Jacek W. Kulig - dyrektor techniczny Dryvit Systems

– Dom ze szkieletem drewnianym jak najbardziej można ocieplić. Technologia ta jest bardzo popularna w krajach, w których budownictwo drewniane ma znacznie dłuższą tradycję niż w Polsce, czyli na przykład w Ameryce Północnej (Stany Zjednoczone, Kanada). Ale i w naszym klimacie można korzystać ze sprawdzonych na tamtych rynkach metod.

Drewniany dom można ocieplić w sposób tradycyjny. Na drewnianą konstrukcję przygotowuje się poszycie z płyt wiórowych, na przykład typu OSB, które mocuje się do szkieletu budynku. Następnie płyty zabezpiecza się przed wilgocią, najczęściej nakładając folię paroizolacyjną. Dopiero na tak przygotowanym podłożu wykonuje się ocieplenie. Można zrobić ocieplenie na ruszcie, pozostawiając szczelinę między ścianą a ociepleniem, przez którą znajdzie ujście para. Albo zastosować odpowiednie płyty, najczęściej styropianowe, z odpowiednim drenażem, który w razie potrzeby umożliwi odprowadzenie wilgoci.

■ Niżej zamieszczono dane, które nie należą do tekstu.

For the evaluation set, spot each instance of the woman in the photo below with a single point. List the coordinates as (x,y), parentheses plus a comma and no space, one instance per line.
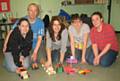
(104,42)
(79,38)
(37,27)
(56,41)
(18,46)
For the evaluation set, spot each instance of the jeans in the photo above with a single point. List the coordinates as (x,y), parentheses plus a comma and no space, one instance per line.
(9,62)
(106,60)
(55,56)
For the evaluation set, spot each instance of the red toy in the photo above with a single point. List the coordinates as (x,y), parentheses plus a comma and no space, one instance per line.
(84,71)
(69,70)
(23,73)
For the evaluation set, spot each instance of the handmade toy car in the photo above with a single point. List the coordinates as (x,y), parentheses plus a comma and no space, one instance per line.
(84,71)
(35,66)
(49,69)
(59,68)
(22,72)
(71,60)
(69,70)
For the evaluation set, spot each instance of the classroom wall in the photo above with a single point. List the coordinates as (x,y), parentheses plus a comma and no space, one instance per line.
(52,7)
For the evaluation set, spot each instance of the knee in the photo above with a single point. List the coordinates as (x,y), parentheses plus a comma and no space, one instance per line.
(10,69)
(26,65)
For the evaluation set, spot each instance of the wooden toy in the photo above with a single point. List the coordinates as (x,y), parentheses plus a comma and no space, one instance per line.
(49,69)
(69,70)
(22,72)
(59,68)
(84,71)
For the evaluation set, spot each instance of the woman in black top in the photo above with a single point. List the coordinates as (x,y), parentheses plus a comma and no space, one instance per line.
(18,46)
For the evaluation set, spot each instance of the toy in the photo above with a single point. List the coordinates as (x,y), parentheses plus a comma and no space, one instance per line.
(49,70)
(84,71)
(69,70)
(35,66)
(59,68)
(23,73)
(71,60)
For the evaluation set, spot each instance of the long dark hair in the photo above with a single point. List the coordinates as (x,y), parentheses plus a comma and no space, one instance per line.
(50,29)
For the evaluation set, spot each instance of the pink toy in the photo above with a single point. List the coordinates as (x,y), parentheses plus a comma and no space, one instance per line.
(69,70)
(71,60)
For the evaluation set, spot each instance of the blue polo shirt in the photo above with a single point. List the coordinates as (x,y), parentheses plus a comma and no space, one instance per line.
(37,28)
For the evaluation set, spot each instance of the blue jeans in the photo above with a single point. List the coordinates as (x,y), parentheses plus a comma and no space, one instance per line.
(106,60)
(55,56)
(9,62)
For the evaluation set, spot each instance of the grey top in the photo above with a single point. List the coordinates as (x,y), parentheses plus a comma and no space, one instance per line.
(59,44)
(78,37)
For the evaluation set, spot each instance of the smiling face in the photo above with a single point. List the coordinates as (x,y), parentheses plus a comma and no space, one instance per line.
(24,27)
(56,26)
(33,11)
(97,21)
(76,23)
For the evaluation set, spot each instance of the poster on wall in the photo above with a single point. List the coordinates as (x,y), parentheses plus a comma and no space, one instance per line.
(4,5)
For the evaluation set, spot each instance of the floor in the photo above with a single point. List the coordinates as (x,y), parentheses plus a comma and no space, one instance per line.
(98,73)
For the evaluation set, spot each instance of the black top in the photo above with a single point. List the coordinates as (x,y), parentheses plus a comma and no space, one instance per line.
(18,45)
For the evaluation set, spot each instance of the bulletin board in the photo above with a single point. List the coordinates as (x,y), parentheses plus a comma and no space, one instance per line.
(4,5)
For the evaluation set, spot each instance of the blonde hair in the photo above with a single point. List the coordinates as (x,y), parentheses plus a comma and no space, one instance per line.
(37,6)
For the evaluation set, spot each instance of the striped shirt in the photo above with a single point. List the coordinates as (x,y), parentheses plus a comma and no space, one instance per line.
(106,36)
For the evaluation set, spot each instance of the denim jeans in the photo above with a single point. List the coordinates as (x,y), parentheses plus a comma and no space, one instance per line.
(55,56)
(9,62)
(106,60)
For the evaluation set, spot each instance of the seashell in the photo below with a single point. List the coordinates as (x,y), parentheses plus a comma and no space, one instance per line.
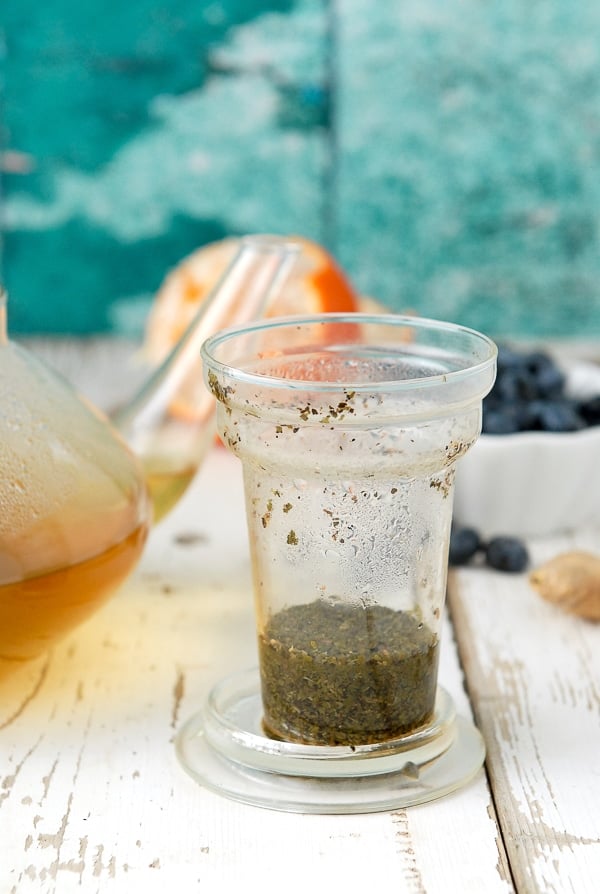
(572,581)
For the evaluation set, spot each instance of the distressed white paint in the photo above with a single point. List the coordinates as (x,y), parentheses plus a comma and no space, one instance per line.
(92,798)
(534,679)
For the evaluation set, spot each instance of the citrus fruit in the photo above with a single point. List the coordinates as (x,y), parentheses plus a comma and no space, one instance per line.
(316,284)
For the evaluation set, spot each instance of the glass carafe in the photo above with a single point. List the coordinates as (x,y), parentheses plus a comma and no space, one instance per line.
(74,509)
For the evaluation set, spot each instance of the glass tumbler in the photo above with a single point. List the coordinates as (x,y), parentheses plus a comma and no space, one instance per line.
(349,428)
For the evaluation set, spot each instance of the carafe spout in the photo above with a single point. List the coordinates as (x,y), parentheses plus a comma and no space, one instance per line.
(169,423)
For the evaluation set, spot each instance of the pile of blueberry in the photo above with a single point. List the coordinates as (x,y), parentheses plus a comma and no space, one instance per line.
(501,553)
(529,395)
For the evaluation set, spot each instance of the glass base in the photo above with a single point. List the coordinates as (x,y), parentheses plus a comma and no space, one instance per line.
(225,749)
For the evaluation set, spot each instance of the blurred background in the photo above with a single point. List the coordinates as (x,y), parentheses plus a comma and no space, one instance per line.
(446,151)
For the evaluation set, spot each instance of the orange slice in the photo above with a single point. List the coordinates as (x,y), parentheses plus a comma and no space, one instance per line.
(316,284)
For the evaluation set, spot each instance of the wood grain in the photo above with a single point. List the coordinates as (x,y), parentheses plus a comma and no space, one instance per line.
(533,676)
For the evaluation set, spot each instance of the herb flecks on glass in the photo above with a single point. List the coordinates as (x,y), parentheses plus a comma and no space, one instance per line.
(338,674)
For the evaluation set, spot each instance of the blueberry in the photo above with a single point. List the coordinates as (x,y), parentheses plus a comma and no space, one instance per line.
(507,554)
(464,543)
(589,410)
(555,416)
(549,379)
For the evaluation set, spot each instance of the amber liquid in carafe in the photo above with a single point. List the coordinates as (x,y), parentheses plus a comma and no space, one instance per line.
(42,607)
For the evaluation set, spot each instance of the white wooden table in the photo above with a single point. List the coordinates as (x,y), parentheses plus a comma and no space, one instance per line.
(93,799)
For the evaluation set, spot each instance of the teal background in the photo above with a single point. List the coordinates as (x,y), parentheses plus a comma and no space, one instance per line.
(448,153)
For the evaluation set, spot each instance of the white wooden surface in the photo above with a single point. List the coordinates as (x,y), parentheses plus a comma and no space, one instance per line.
(92,798)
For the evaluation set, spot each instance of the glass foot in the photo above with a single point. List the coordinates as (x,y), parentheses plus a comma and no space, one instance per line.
(225,749)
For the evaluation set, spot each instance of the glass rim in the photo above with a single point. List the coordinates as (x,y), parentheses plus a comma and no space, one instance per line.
(212,343)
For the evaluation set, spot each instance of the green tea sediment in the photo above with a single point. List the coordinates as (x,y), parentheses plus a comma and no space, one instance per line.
(337,674)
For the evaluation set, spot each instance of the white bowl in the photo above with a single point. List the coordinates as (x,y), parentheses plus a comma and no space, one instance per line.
(533,484)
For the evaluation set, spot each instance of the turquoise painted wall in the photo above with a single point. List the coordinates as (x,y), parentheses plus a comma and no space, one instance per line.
(447,151)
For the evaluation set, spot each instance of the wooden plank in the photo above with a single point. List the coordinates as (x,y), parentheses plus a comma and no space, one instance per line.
(91,795)
(533,676)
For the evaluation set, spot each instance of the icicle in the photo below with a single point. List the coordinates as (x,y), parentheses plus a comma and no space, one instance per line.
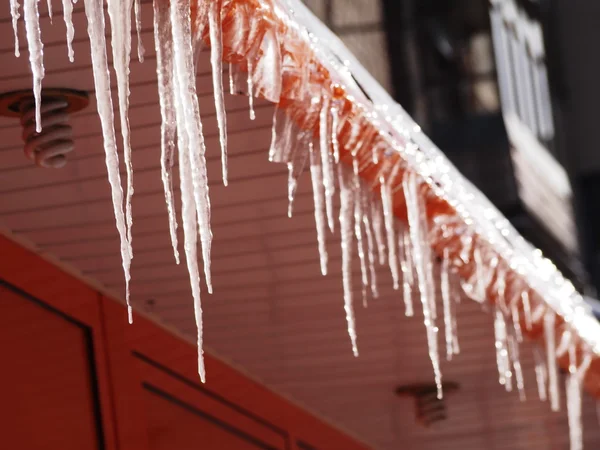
(513,349)
(358,214)
(296,169)
(516,320)
(186,81)
(549,336)
(574,388)
(68,18)
(95,16)
(346,216)
(14,12)
(36,54)
(49,4)
(251,89)
(377,218)
(501,344)
(410,185)
(326,164)
(370,244)
(334,140)
(316,175)
(481,288)
(407,269)
(388,219)
(138,29)
(407,281)
(527,310)
(166,94)
(190,225)
(216,53)
(445,288)
(541,373)
(119,12)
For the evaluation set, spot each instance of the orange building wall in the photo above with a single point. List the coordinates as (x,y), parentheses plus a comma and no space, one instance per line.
(75,375)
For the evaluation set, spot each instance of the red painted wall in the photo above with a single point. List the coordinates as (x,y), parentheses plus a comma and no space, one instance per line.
(75,375)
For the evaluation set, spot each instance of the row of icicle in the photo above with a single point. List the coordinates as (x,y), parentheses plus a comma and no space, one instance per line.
(363,219)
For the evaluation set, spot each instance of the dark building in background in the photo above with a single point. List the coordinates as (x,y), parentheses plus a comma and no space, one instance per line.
(475,74)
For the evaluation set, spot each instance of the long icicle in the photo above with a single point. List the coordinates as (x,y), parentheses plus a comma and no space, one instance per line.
(190,225)
(377,220)
(216,54)
(358,214)
(296,168)
(388,219)
(119,12)
(410,185)
(346,216)
(549,336)
(166,94)
(541,373)
(186,81)
(94,10)
(574,388)
(251,89)
(513,349)
(316,176)
(326,163)
(68,18)
(527,310)
(407,274)
(447,302)
(501,344)
(138,30)
(36,55)
(366,218)
(14,12)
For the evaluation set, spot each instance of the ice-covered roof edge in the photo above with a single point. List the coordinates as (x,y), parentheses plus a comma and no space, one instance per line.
(438,171)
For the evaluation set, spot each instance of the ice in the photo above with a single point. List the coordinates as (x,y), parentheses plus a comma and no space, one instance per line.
(366,218)
(14,12)
(251,89)
(189,220)
(346,217)
(574,390)
(119,12)
(377,219)
(513,348)
(407,269)
(527,310)
(316,175)
(501,344)
(418,241)
(326,163)
(68,18)
(36,54)
(138,30)
(186,82)
(216,54)
(95,16)
(549,336)
(334,131)
(541,373)
(296,168)
(447,302)
(168,131)
(516,320)
(358,214)
(388,219)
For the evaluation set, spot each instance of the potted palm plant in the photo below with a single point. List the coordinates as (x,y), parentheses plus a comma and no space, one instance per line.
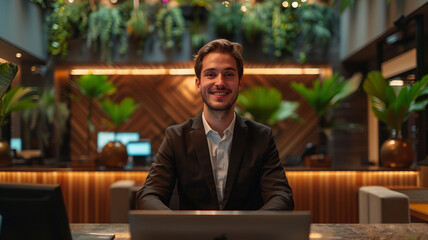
(93,87)
(114,153)
(15,99)
(47,114)
(393,107)
(265,105)
(324,96)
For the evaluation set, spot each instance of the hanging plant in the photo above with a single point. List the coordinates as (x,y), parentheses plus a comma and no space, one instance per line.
(283,31)
(59,30)
(255,21)
(317,23)
(105,27)
(65,21)
(227,19)
(138,27)
(170,26)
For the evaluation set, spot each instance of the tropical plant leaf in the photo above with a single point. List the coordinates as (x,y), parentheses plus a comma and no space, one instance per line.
(392,108)
(16,99)
(7,74)
(119,112)
(324,95)
(95,86)
(265,105)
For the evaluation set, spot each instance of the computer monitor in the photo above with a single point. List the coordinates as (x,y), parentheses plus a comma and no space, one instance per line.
(104,137)
(140,151)
(230,225)
(33,211)
(37,212)
(16,144)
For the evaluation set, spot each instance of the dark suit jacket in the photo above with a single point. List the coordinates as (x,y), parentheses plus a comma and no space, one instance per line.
(255,178)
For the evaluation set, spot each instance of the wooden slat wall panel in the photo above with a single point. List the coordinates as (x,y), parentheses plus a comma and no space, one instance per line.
(167,100)
(331,196)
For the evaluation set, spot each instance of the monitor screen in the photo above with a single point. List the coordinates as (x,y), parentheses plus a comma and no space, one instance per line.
(140,148)
(16,143)
(33,211)
(124,137)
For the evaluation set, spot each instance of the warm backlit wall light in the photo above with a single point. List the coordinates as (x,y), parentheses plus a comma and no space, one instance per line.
(190,71)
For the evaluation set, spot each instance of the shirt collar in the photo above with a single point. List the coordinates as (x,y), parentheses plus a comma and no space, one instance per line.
(208,128)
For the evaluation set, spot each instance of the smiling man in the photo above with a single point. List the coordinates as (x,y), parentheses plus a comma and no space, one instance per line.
(218,160)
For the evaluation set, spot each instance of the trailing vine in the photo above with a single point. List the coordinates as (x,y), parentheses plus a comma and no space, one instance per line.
(105,27)
(171,27)
(138,27)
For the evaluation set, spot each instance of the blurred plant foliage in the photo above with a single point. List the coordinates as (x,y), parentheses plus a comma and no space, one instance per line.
(170,25)
(47,112)
(94,87)
(118,113)
(15,99)
(284,29)
(265,105)
(105,27)
(393,105)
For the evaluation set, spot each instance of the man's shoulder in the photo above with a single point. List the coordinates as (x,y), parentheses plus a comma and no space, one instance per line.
(186,126)
(251,124)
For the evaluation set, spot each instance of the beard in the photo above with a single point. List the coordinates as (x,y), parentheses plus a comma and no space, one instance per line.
(221,108)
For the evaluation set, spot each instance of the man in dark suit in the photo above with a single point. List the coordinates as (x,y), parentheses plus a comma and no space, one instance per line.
(218,159)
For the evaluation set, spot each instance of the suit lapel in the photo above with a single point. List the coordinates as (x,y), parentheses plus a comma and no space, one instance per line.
(199,140)
(240,136)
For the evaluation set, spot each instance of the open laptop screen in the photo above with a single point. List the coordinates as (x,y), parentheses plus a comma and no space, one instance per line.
(219,225)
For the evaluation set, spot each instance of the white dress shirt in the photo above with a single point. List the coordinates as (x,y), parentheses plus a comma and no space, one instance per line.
(219,148)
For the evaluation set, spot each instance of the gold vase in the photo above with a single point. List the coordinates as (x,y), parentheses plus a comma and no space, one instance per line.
(5,153)
(114,155)
(396,152)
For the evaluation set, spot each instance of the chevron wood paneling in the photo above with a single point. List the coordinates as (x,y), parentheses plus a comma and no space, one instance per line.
(167,100)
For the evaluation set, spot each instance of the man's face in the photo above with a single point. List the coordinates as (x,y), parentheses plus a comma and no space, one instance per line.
(219,84)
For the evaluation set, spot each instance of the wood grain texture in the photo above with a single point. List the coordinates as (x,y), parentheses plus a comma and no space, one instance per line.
(167,99)
(331,196)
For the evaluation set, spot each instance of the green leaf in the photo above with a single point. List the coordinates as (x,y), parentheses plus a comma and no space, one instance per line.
(119,112)
(16,99)
(324,95)
(95,86)
(389,108)
(265,105)
(7,74)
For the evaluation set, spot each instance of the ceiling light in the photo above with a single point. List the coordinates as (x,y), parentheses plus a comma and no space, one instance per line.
(396,83)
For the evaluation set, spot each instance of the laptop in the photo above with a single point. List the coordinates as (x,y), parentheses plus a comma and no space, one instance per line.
(219,225)
(37,211)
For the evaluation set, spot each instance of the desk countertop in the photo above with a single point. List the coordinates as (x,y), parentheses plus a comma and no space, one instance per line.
(318,231)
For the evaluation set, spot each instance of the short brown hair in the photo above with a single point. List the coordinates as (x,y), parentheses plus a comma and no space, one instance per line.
(222,46)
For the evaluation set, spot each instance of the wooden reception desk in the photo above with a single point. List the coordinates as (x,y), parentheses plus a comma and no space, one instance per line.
(331,196)
(318,231)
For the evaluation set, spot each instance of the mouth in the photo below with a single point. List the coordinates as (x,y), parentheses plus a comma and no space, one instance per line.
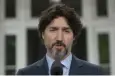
(59,47)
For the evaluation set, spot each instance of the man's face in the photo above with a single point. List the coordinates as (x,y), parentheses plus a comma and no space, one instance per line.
(58,38)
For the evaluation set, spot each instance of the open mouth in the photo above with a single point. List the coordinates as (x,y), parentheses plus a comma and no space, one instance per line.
(59,47)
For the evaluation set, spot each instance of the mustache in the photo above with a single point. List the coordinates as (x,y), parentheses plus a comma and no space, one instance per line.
(58,43)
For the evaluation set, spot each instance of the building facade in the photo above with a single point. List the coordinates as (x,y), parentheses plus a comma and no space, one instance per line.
(19,41)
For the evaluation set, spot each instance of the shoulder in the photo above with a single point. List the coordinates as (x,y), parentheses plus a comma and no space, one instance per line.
(30,68)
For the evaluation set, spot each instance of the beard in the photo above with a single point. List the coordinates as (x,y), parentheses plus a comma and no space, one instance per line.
(58,53)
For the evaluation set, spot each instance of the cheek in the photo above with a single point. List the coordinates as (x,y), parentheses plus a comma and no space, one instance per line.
(48,40)
(68,41)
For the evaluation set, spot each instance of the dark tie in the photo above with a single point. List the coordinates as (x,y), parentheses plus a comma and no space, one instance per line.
(56,68)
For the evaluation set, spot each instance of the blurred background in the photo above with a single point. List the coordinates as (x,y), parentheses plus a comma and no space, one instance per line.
(20,44)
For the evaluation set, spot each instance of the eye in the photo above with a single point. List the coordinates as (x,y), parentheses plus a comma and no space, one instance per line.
(52,29)
(67,31)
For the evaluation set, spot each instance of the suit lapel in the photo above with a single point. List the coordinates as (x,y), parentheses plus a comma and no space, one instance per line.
(75,66)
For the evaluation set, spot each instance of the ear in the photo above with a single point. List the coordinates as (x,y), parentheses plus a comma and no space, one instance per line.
(42,35)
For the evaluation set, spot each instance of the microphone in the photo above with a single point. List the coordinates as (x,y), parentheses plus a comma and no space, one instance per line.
(57,68)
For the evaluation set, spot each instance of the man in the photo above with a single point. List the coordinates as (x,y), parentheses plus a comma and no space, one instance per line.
(59,26)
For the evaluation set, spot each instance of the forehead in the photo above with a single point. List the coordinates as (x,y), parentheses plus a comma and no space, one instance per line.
(59,22)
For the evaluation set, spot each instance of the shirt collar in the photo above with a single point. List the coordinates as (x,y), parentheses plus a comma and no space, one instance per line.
(66,62)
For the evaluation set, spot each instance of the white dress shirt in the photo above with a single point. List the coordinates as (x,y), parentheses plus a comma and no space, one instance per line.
(66,62)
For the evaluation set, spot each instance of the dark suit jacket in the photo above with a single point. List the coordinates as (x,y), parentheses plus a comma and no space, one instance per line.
(78,67)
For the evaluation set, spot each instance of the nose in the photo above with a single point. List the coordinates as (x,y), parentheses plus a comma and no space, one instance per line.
(60,36)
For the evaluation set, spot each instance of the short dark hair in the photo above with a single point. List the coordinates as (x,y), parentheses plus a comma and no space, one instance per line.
(58,10)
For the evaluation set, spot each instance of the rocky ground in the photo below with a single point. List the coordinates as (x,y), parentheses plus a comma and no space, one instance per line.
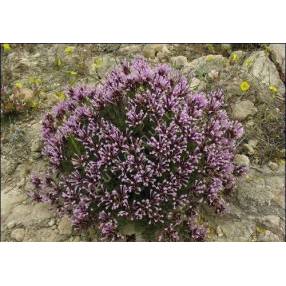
(253,77)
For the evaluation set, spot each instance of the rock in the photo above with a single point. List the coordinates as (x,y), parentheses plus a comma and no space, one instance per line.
(226,47)
(102,65)
(65,226)
(179,61)
(237,230)
(18,234)
(44,235)
(152,50)
(250,146)
(164,53)
(276,185)
(130,50)
(254,196)
(241,110)
(267,236)
(7,167)
(208,63)
(241,160)
(278,55)
(271,221)
(261,67)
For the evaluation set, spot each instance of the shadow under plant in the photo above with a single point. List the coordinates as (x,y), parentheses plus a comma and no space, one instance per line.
(252,80)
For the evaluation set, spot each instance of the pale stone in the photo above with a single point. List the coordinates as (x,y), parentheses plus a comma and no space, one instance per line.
(241,110)
(18,234)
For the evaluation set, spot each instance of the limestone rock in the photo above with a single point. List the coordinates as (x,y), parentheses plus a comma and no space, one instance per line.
(18,234)
(267,236)
(278,55)
(261,67)
(241,160)
(65,226)
(241,110)
(208,63)
(179,61)
(152,50)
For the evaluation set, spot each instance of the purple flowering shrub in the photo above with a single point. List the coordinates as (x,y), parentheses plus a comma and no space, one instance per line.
(139,147)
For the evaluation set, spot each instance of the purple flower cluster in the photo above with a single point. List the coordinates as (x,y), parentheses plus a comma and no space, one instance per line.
(139,147)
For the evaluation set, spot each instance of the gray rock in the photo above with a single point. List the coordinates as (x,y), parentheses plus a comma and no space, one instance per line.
(213,75)
(237,230)
(179,61)
(241,110)
(271,221)
(130,50)
(237,56)
(18,234)
(268,236)
(261,67)
(44,235)
(152,50)
(278,55)
(65,226)
(11,225)
(208,63)
(276,185)
(252,194)
(29,215)
(104,65)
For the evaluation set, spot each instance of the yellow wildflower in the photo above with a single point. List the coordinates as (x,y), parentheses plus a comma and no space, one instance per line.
(233,57)
(69,50)
(6,47)
(244,86)
(248,63)
(273,89)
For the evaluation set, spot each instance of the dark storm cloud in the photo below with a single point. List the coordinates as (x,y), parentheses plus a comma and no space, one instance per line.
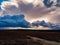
(14,21)
(45,24)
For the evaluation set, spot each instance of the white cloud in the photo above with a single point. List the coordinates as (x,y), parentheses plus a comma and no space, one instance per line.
(33,10)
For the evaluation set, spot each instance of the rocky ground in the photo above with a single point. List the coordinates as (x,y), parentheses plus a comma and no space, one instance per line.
(29,38)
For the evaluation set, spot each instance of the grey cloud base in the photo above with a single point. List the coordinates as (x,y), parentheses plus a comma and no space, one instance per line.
(20,21)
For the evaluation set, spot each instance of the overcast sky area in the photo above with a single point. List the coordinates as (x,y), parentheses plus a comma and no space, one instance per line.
(33,10)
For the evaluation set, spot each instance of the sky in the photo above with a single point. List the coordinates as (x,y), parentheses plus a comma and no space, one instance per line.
(34,11)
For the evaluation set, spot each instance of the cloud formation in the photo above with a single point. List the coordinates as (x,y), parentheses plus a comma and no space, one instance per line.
(46,24)
(36,9)
(31,10)
(14,21)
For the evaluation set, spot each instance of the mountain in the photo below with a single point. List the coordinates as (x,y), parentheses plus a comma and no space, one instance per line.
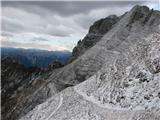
(35,57)
(95,33)
(18,82)
(115,79)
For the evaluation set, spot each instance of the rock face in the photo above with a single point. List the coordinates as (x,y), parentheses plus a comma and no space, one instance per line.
(121,73)
(35,57)
(18,83)
(96,32)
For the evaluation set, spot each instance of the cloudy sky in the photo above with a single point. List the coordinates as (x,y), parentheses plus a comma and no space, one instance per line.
(54,25)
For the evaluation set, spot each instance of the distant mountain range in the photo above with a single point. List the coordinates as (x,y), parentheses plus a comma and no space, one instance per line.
(113,74)
(35,57)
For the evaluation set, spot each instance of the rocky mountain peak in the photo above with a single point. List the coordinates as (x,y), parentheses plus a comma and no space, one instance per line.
(95,33)
(115,79)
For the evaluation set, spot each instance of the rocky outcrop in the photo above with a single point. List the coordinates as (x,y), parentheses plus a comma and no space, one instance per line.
(19,82)
(113,70)
(96,32)
(126,84)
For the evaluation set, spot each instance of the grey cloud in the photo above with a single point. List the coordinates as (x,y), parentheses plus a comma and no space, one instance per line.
(66,8)
(39,39)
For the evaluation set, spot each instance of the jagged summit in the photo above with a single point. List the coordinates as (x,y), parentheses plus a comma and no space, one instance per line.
(125,85)
(95,33)
(120,74)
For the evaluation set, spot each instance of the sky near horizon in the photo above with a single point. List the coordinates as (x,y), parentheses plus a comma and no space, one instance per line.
(55,25)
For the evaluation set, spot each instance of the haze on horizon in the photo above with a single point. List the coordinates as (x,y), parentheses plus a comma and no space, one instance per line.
(55,25)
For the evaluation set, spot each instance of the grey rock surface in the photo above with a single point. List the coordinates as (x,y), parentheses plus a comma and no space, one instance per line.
(95,33)
(121,73)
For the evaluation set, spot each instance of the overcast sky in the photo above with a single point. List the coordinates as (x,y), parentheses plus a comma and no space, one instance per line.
(54,25)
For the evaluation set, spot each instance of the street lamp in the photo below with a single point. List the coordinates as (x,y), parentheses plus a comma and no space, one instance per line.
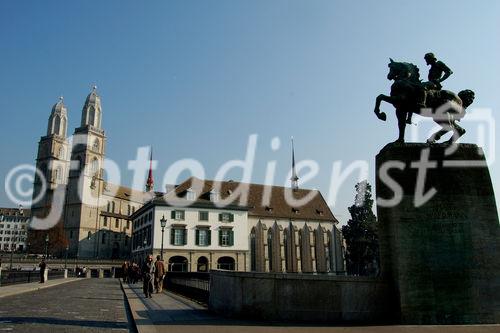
(66,258)
(12,248)
(47,246)
(163,223)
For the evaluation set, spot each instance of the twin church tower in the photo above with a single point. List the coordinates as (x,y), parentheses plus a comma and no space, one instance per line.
(94,221)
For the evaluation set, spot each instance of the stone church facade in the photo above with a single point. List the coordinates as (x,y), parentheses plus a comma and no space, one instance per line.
(95,217)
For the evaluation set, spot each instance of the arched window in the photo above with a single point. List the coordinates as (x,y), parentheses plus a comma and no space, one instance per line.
(270,248)
(94,167)
(214,196)
(57,125)
(58,174)
(253,249)
(63,127)
(91,117)
(60,153)
(95,147)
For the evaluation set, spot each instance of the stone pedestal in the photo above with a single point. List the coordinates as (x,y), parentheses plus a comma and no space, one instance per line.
(442,258)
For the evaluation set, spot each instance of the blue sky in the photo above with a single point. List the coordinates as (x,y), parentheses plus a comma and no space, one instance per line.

Podczas ocieplania budynku drewnianego nie wolno zapomnieć o zamknięciu ocieplenia od dołu, nad gruntem, specjalną listwą z PCW albo ze stali kwasoodpornej. Przez perforacje w takiej listwie woda gromadząca się między ścianą a materiałem izolacyjnym będzie wypływać (skapywać) na zewnątrz. W ten sposób dodatkowo chroni się konstrukcję drewnianą przed negatywnym wpływem wilgoci. Szczerze zalecam to rozwiązanie. Podobnie zresztą jak zainstalowanie listwy na górnej krawędzi ocieplenia. W tym wypadku perforacje w listwie umożliwią wymianę powietrza pomiędzy górą a dołem, a w efekcie – odparowywanie stamtąd wilgoci. Inną metodą jest wykonanie ocieplenia z paneli osłonowych. Przykręca się je do konstrukcji drewnianej. Jest to dosyć drogie rozwiązanie i przez to niezbyt popularne.